Um, what does your business plan say?

What is your competition charging?

Have you really started your business without knowing the answers to these questions?

Do you have all your licenses, permits, tax identification numbers, insurance, and other business essential in place?

You might want to talk with Candy Wallace, Executive Director at

*American Personal & Private Chef Association*
4572 Delaware Street
San Diego, CA 92116
800-644-8389
619-294-2436
[email protected]

before you go much further in you effforts.


----------



## chefedb (Apr 3, 2010)

If you do not know the answer to these questions, Don't go into the catering  business for your own good. Personel Chef maybe  > Put an hourly value on yourself.


----------



## appetitesbg (Mar 15, 2011)

Im still in progress, i have yet to cater for anyone. these are still the beginning stages which is why i am asking these questions. currently I have a  menu, and a tax identification number. my next step is getting the license/ permit. I believe I am on the right track but this is my first business so constructive advice is important to me. thanks guys, and  I will be contacting Candy Wallace shortly!!!


----------



## petemccracken (Sep 18, 2008)

Food Safety certification i.e.

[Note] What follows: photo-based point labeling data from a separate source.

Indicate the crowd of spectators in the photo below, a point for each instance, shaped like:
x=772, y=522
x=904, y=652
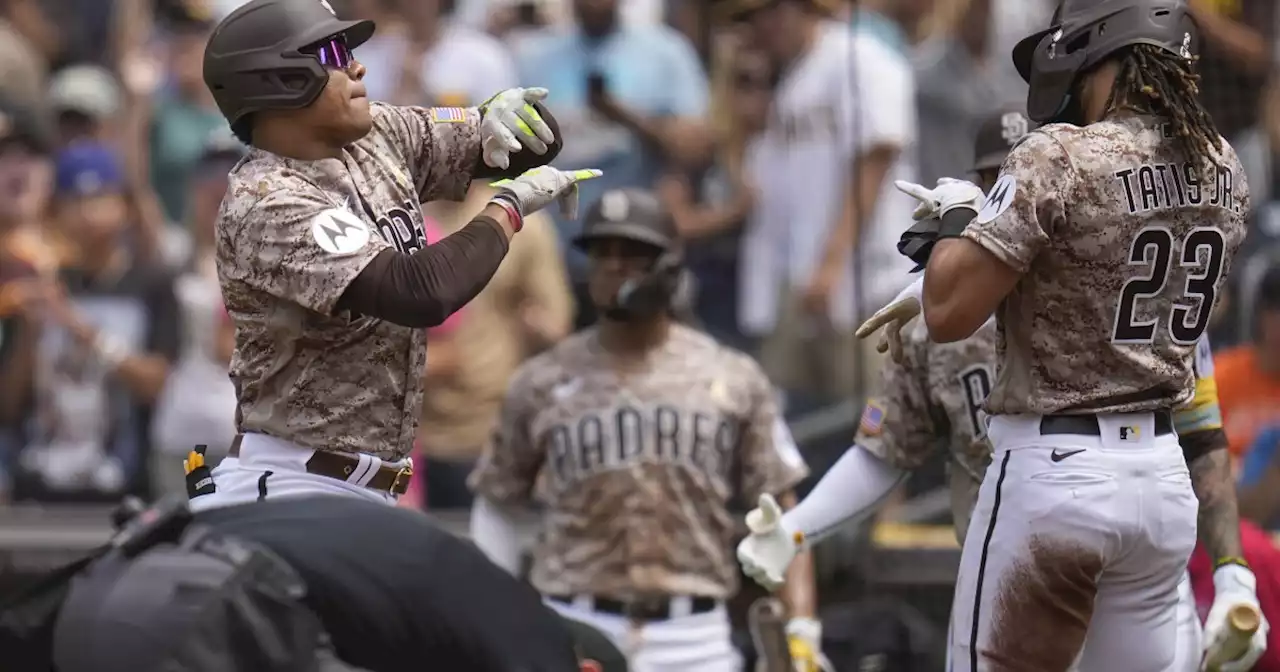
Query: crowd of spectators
x=775, y=156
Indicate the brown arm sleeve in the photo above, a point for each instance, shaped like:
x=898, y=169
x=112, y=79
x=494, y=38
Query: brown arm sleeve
x=424, y=288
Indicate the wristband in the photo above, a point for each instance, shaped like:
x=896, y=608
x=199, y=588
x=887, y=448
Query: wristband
x=517, y=218
x=1230, y=560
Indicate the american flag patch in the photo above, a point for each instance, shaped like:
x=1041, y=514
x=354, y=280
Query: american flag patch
x=448, y=115
x=873, y=417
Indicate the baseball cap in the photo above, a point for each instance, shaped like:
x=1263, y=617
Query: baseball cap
x=87, y=169
x=997, y=136
x=85, y=88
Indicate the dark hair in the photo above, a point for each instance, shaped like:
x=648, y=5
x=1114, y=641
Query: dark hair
x=1153, y=81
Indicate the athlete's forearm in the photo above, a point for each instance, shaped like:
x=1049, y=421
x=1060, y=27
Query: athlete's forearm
x=854, y=487
x=800, y=592
x=1210, y=464
x=424, y=288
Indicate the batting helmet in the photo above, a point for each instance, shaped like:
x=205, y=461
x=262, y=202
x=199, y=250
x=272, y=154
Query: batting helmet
x=1083, y=33
x=997, y=136
x=254, y=60
x=636, y=215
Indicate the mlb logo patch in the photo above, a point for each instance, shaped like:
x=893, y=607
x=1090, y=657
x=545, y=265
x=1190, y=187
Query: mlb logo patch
x=448, y=115
x=873, y=419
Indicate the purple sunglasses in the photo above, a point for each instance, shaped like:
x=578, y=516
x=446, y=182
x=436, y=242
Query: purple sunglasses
x=332, y=53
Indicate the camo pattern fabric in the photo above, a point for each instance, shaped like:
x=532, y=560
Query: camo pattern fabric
x=933, y=401
x=644, y=472
x=1123, y=246
x=291, y=237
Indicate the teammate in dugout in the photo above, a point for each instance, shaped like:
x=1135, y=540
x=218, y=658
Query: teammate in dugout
x=638, y=435
x=320, y=251
x=932, y=398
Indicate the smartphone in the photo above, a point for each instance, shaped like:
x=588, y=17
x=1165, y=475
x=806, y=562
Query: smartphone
x=595, y=85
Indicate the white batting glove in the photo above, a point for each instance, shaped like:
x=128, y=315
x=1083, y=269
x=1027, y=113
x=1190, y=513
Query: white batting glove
x=947, y=195
x=1234, y=585
x=892, y=318
x=536, y=188
x=767, y=552
x=510, y=122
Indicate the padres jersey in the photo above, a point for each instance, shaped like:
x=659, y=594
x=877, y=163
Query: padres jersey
x=1123, y=250
x=933, y=401
x=291, y=237
x=638, y=470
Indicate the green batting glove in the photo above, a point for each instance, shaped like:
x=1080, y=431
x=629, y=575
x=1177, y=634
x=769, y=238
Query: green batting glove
x=536, y=188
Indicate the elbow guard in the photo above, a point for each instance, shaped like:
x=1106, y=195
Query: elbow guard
x=526, y=159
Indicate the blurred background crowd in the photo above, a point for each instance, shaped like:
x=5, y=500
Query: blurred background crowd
x=114, y=159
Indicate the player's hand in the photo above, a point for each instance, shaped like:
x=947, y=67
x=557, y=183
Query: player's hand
x=892, y=318
x=767, y=552
x=538, y=187
x=804, y=641
x=510, y=122
x=1234, y=585
x=946, y=196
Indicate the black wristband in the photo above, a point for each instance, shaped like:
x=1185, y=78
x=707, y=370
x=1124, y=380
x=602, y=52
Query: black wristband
x=955, y=222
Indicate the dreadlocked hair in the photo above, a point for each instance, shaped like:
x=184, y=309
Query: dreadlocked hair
x=1153, y=81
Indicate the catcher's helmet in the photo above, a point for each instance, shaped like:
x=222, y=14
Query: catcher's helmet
x=997, y=136
x=1083, y=33
x=636, y=215
x=254, y=59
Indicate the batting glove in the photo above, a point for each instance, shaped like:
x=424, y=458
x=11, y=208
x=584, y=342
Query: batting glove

ServSafe, NRFSP, or equivalent

Liability Insurance, at least $2million!

Business license, sale tax permit, etc.


----------



## miss vittles (Jul 26, 2011)

appetite....great question!  and this is just the place to come to get the answers!  im new here, found the site by accident!  i just became an official caterer....and although i dont have a business plan or the answers to all of my questions, i know catering is the thing for me!  my family has a history of caterers and i found this passion in my early 20's...recently decided to get more into it...i love entertaining and "doing all the work"...ive done a few jobs and of course they werent perfect...but they helped me to fix was needed to be fixed...you kind of learn as you go...they didnt bomb at all, and i did make money and the clients were very happy.  but when its all said and done, you know what could have been done different or better...appetite, let me know if youd like to chat more, that would be cool to support and follow each other!


----------